The $343,000 project, carried out under the National Disaster Mitigation Program, moved a portion of the dike farther away from the river, and topped up that and more of the earthen barrier so the height aligns better with climate change projections. Moving the dike farther away will revert part of the land along the river back to salt marsh, and protect land on the other side that is currently being used for farming.

Kevin Bekkers, the director of resource sustainability with the Nova Scotia Department of Agriculture, said there was an erosion point along the river that the department had been keeping an eye on that had the potential to breach the dike.

“We’re picking a climate change adaptation solution, so it’s involving topping the dikes for climate change but also a bit of a realignment of the dike as well, and that’s given us a better solution,” he said.

He said there were two points where the river was eroding the river bank near the dike, which protects farmland behind it.

“They were small in nature, but we had been monitoring them and they had the potential for failure,” Bekkers said. “Normally we would go in there and patch those under maintenance, but given the sea level rise we tried to create a pilot example there of demonstrating climate change and a realignment of the dike.”

He said the erosion of the bank was from a combination of storm events and the natural flow of the river.

“That’s a significant river flowing both ways with the tide, and then the fresh-water events that come through it. They’re constantly moving.”

He said pushing the dike back creates more room for water should the river overflow its banks and makes it less likely to push against the dike, but also reduces the amount of barrier to be maintained.

“It gives a shorter responsibility (in length) going into the future,” he said. “That was a compromise from the farmer: We would go in and fix it and bring it up for climate change, provided we could take a more strategic approach.”

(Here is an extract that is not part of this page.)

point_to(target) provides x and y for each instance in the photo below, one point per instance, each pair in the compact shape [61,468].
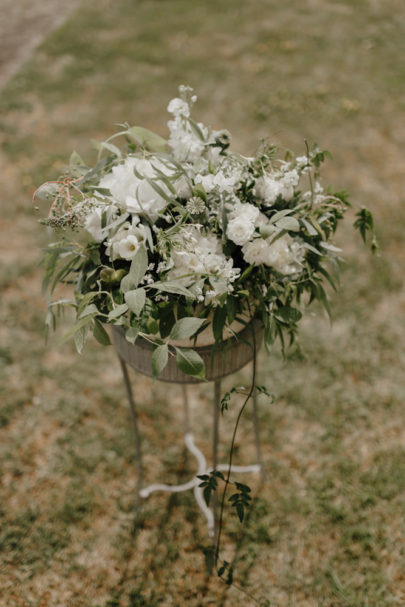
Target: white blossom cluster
[200,180]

The dike is about a metre higher than it was before, Bekkers said.

There are about 240 kilometres of dikes in Nova Scotia. Bekkers said they’re not all being raised to the height of this work right now.

“We’re not going to raise all of those overnight, but this was a section that we needed to fix to climate change projections.”

He said raising other sections will be based on prioritizing the areas where work is needed.

The department is assessing other sections of the dikes between Kentville and Wolfville.

“We’re trying to ramp up to do some climate change capital improvements, and get some federal funding,” Bekkers said.